High-frequency oscillatory ventilation (HFOV) for preterm babies gives outcomes that are no better or worse than conventional ventilation, according to a study of ventilation strategies in high-income countries. Differences in studied populations and study design has made meta-analyses of ventilation studies difficult, leading to uncertainty about effectiveness and safety of elective HFOV in preterm infants. In this [removed]study[/removed], published in the Lancet, the authors of those trials re-assessed the original data, making a new meta-analysis possible.
With HFOV, the lungs are continuously inflated and “oscillate” at a very high rate (600 to 900 per minute) using very small volume changes. Conventional ventilation mimics spontaneous respiration with repeated inflation-deflation of the lungs at a physiological rate of 30 to 60 breaths per minute.
The study looked at 3,229 participants in 10 randomized controlled trials with primary outcomes being death or bronchopulmonary dysplasia at 36 weeks’ postmenstrual age, death or severe adverse neurological event, or any of these outcomes.
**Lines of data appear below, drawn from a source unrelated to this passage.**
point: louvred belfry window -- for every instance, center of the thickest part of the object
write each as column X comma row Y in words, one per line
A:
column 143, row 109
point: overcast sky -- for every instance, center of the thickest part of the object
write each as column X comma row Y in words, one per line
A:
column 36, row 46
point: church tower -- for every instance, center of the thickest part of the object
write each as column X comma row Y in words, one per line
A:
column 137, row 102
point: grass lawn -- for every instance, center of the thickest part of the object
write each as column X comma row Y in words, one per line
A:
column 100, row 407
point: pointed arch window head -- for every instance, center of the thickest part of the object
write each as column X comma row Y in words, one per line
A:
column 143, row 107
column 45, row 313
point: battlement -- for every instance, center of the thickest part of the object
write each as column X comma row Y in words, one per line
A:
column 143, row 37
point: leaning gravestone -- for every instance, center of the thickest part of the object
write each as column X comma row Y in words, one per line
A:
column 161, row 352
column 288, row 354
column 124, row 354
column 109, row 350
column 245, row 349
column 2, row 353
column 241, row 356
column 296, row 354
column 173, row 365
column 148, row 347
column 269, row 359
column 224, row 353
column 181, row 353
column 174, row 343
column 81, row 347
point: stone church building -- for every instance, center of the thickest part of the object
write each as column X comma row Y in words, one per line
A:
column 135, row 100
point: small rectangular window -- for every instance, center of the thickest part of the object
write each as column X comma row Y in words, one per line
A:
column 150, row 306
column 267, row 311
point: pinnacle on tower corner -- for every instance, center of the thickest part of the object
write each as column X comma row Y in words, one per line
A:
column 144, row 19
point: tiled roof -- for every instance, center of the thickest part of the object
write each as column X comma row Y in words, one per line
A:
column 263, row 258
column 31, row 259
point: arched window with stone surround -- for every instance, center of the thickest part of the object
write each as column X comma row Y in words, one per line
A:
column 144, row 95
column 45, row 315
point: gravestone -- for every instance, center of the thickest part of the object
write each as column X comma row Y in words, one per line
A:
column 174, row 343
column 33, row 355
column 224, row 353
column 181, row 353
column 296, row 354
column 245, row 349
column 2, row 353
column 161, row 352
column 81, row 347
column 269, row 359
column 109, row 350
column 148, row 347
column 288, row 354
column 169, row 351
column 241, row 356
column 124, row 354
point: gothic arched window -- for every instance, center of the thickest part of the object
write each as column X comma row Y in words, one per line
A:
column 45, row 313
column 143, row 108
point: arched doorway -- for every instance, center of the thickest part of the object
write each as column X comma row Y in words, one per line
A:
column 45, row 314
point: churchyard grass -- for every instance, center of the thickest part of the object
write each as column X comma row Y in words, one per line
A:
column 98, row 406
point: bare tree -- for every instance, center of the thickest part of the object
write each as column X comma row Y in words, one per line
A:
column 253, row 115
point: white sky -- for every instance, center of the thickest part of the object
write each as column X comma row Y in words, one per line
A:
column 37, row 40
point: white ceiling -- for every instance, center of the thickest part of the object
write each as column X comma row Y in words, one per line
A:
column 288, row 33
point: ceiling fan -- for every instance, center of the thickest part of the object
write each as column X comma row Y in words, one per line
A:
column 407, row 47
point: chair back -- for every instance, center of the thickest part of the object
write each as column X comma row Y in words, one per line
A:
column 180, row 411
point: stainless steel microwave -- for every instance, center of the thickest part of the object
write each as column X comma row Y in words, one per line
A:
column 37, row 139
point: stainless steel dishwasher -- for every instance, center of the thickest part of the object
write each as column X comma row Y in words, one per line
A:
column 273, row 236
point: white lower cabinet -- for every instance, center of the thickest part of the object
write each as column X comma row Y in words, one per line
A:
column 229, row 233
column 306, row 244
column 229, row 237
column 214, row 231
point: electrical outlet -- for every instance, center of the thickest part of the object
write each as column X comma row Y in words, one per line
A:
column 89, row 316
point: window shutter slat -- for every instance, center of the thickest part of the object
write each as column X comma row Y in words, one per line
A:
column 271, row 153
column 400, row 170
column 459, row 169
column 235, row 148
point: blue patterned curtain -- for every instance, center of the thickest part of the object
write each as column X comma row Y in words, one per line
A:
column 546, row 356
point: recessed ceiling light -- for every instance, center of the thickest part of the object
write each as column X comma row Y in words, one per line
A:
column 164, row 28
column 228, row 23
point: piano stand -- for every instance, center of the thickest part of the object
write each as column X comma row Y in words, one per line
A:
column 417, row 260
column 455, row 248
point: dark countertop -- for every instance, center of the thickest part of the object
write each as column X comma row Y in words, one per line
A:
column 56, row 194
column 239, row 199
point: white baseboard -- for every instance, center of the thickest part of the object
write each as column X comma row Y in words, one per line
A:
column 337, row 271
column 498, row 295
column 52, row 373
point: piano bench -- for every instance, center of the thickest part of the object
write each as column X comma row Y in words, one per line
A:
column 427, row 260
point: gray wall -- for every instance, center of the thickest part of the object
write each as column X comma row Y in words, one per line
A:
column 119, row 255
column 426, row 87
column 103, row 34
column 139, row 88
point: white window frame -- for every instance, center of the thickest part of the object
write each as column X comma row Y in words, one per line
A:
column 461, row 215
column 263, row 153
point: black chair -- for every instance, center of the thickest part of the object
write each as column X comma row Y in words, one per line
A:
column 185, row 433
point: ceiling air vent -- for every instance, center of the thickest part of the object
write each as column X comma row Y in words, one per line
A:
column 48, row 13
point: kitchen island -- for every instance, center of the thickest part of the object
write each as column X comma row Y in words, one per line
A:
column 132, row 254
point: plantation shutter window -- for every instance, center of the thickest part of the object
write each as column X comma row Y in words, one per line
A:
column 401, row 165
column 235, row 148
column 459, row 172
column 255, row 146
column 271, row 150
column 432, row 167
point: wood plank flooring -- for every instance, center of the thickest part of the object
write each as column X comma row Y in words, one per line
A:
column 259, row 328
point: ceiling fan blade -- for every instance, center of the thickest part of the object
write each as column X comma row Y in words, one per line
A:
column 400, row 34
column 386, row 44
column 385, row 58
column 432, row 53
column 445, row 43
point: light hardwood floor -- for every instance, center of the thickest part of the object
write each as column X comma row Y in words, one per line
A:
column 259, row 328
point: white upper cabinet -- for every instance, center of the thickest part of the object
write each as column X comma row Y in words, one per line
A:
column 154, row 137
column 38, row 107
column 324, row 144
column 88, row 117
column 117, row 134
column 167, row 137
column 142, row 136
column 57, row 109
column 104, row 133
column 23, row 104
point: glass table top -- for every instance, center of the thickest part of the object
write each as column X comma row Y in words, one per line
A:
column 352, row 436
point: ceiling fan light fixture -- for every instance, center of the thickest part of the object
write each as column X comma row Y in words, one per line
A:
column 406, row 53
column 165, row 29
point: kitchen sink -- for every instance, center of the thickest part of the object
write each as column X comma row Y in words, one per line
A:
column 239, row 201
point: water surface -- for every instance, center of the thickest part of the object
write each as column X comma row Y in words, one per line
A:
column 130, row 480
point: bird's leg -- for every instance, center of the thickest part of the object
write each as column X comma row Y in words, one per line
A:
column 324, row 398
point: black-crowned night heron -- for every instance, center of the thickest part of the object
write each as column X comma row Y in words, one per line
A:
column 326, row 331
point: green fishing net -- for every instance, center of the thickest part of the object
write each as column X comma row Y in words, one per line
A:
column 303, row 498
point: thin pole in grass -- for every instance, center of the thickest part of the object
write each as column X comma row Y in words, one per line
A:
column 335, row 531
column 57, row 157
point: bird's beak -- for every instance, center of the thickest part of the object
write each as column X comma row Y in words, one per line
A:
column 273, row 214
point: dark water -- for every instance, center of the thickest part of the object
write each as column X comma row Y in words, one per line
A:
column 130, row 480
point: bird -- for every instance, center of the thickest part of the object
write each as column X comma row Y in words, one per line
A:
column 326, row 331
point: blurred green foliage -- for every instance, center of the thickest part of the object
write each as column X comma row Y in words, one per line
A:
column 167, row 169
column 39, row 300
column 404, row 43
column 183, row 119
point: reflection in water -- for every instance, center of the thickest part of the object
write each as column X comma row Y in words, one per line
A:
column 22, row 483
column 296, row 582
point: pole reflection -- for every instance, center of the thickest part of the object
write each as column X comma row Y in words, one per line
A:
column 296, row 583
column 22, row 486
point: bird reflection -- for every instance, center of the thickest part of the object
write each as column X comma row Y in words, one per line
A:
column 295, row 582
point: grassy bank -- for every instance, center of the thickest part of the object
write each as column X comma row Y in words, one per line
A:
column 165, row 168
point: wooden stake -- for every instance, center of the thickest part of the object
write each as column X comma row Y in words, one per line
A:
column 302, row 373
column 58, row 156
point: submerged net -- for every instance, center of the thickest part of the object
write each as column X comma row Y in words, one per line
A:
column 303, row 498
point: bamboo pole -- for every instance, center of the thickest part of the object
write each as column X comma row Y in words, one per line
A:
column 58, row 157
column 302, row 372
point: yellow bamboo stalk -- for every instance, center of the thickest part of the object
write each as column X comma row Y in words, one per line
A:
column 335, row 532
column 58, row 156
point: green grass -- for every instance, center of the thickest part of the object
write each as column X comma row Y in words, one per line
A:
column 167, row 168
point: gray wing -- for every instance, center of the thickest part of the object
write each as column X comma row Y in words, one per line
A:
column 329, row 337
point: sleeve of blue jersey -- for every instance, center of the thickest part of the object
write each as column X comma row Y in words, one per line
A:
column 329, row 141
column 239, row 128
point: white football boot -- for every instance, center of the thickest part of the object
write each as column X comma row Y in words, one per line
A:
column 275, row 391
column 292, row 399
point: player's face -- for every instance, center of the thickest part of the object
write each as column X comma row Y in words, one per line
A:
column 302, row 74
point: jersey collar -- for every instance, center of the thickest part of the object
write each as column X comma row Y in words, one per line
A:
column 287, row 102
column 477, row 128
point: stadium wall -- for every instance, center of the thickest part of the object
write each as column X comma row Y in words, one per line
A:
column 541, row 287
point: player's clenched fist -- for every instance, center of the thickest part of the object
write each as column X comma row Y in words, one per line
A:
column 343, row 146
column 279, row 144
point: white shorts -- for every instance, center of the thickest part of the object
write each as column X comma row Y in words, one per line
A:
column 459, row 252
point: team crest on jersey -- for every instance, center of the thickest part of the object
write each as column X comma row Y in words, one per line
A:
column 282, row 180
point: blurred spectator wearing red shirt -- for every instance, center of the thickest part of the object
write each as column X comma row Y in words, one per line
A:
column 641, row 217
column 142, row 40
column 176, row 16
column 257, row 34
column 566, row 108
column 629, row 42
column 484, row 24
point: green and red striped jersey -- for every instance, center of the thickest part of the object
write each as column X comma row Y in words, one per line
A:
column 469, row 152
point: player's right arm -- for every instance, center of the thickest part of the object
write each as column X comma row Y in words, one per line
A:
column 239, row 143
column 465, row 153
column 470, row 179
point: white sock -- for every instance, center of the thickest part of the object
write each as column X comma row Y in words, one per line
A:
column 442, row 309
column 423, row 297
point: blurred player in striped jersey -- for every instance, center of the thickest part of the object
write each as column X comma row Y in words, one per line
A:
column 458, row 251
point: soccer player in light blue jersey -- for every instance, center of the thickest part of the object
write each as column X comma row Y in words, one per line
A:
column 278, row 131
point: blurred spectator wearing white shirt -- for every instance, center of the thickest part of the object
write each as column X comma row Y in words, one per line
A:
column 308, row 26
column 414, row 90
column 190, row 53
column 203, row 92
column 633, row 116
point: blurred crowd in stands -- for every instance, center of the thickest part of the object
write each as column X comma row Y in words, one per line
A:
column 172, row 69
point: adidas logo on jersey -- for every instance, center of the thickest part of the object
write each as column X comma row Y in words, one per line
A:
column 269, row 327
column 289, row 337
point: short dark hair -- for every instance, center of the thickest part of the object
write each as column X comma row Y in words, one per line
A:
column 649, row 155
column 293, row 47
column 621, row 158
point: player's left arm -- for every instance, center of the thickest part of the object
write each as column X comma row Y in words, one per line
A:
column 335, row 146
The authors found no difference in any of these outcomes between the two ventilation techniques, even when infants were categorized by gestational age, birthweight for gestation, initial lung disease severity, or exposure to antenatal corticosteroid treatment. Nor did the ventilator type or strategy have any effect on treatment outcome.
“Our meta-analysis of individual patient data suggests that elective HFOV in preterm infants, compared with conventional ventilation, is equally effective in prevention of bronchopulmonary dysplasia without being associated with increased mortality or brain damage,” say the authors.